Stanford and Cornell are leading library efforts to help machines understand bibliographic information so it will be searchable on the Web.
Academic libraries are making progress on their quest to break bibliographic information out of closed catalog systems and share it on the Web for more people to find.
This spring, Cornell, Harvard and Stanford completed a two-year planning grant project and started work on two new implementation grants from the Andrew W. Mellon Foundation that totaled nearly $3 million. These related grants tackle several key problems for libraries today.
The MAchine-Readable Cataloging (MARC) data format emerged nearly 40 years ago, and allows computers to share and use bibliographic information in library catalogs so patrons can find out more about the items libraries have in their collection. But outside of the library world, few organizations use the MARC data format, and external machines can't read it, making it dificult for people to find information about library holdings on the Web, said Philip E. Schreur, assistant university librarian for technical and access services at Stanford University's Green Library.
Enter the Linked Data for Libraries projects. The two-year grants awarded this spring support library initiatives that develop and advance the use of linked open data, which uses hyperdata links instead of hypertext links on the semantic Web to help machines and people discover content that wasn't available before.
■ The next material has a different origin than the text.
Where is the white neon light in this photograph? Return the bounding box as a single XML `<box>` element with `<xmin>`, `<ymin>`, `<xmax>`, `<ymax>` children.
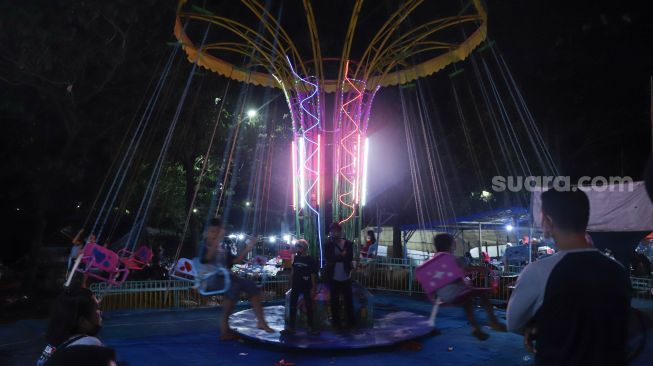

This move to linked data requires a change in library processes, tools and staff skills that a number of organizations — including Cornell, Harvard, Stanford, Columbia, Princeton and Stanford universities, along with the Library of Congress and the University of Iowa — are working on in different ways.
"The whole point is to shift to linked data because it has a structure called 'resource description framework' that allows a machine to actually understand what the data is," Schreur said, adding that while this shift could take eight to 10 years and several grant renewals, he hopes it will be done in four to five years before new technology comes out.
The grant project that Stanford's leading focuses on practical things libraries can do to transition to linked data, while Cornell is focused on developing tools to enable that process. The two teams will work together to figure out their needs and how the tools can help them, specifically with items including rare books, music, art objects, maps and globes, and rare materials.
Cornell has been working on linked data since 2003 and developed an open source software tool used to discover scholarly work called VIVO. Within VIVO, the university also designed an integrated ontology editor and semantic Web app called Vitro that allows library staff to create metadata. Cornell is working to expand Vitro's use to include broader kinds of metadata.
"There is a lot in what we do that's colored by the way we did things in the past," said Chew Chiat Naun, director of cataloging and metadata services at Cornell, "and this is kind of a chance to re-examine some of that."